Amarrei meu cabelo num rabo de cavalo e ajeitei os óculos de proteção enquanto observava as coisas em cima da bancada. Tinham vários frascos de vidro e outros objetos que usaríamos para praticar como fazer as bases de algumas fragrâncias. 

A aula não tinha chegado nem na metade, mas cada minuto para mim ali parecia uma eternidade. O objetivo de fazer os alunos se interessarem por cursos na área de química não funcionou comigo. Eu já havia bocejado tantas vezes que meus olhos estavam lacrimejando sem parar. Pra ser sincera, aprender a criar fragrâncias teria sido mais divertido se o homem que estava nos dando a aula não fosse tão entediante.

Me surpreendi quando Jisung derrubou o líquido de um frasco em cima da bancada e meu olhar foi diretamente para ele, assim como o de todos os outros alunos ali. Ele se apressou em se desculpar e saiu da sala, indo buscar alguns panos e produtos para limpar, deixando um espaço vago ao lado de Minho. Meu olhar parou, então, no garoto.

Fazia uns dias desde que decidimos começar as coisas de novo entre a gente. As aulas extras que dou para ele ficaram muito mais leves e até divertidas depois da nossa conversa no restaurante. Tem sido muito bom conhecê-lo melhor, fora daquela armadura de garoto irritante que ele usava antes o tempo todo. Talvez ele estivesse apenas querendo se proteger de algo, quem sabe.

As coisas entre nós fora da escola estavam muito bem, ele sempre estava alegre e muito falante, mas, aqui no colégio, comecei a perceber um comportamento estranho em Minho. Ele parece estar sempre triste e preocupado, como um coelhinho acuado na toca. Tenho me preocupado muito com isso pra falar a verdade.

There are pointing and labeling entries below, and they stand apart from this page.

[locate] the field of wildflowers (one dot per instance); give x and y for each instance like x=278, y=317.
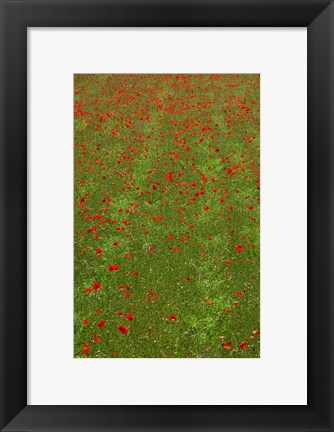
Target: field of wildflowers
x=167, y=216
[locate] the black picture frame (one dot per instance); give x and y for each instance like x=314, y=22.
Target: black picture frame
x=16, y=17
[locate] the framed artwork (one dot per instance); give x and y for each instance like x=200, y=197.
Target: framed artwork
x=149, y=279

Minho estava de cabeça baixa, olhando apenas suas coisas em cima da bancada, mesmo quando o "professor" chamava nossa atenção para olharmos algo na lousa branca. 

Gostaria de saber o que está acontecendo, talvez eu pudesse ajudar de alguma forma, mas toda vez que pergunto, ele apenas me responde que tá tudo bem. Suspirei cansada.

Yena cutucou o meu braço e a olhei, ela me perguntava qual dos líquidos deveria adicionar a seguir no frasco. A informei, mesmo sem ter muita certeza do que estava dizendo, já que não prestei muita atenção nos últimos cinco minutos da explicação.

Quando voltei minha atenção para Minho, ele tentava se proteger de pequenos pedaços de borracha que jogavam nele. Meu olhar foi até o local de onde os objetos eram lançados; Yeonjun e Heesung eram os responsáveis. Senti meu sangue ferver vendo aquilo.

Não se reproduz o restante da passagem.